Probably never gonna run on normal boxes, it uses RingAttention which only makes...

azinman2 · on Feb 16, 2024

I’d still like to know the requirements. You can rent A100’s or have access thru work, etc.

ramoz · on Feb 16, 2024

> Scaling Inference We additionally scale our inference code to support million-length sequences by implementing RingAttention for decoding. Inference for such long sequences requires a minimum of v4-128 with a TPU mesh sharding of 32 tensor parallelism, and 4 sequence parallelism (ring dimension). We perform inference in pure single precision, where additional improvements can be made through techniques in scalability such as quantization.

Filligree · on Feb 16, 2024

It might even fit in a max-sized macbook pro.

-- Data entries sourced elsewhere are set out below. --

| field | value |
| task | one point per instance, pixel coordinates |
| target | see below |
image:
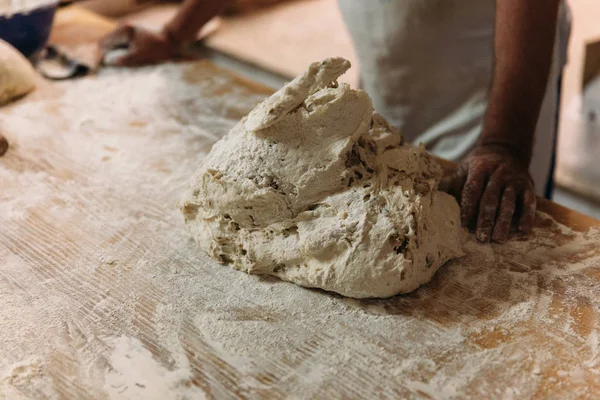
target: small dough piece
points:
(315, 188)
(17, 76)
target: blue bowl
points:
(28, 31)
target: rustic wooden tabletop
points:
(104, 295)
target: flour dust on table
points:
(315, 188)
(17, 77)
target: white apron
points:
(427, 64)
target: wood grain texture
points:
(104, 295)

machinekob · on Feb 16, 2024

Maybe in few years with 4bit quantisation. (around 1TiB is needed for that)

K0balt · on Feb 16, 2024

There are models with shorter attention sizes that probably are much smaller in vram needs. The model itself is only about 32g, so in 5K-M quant it wouldn’t be that bad, and the smaller attention versions might actually be workable in higher end workstations with cleverness like llama.cpp. Back of the napkin guess tells me maybe around 60g for the 32k context version

5kg · on Feb 16, 2024

From https://arxiv.org/pdf/2402.08268.pdf

> We trained our models using TPUv4-1024, which is approximately equivalent to 450 A100s

> Inference for such long sequences requires a minimum of v4-128

So you'll need ~60 A100 for inference.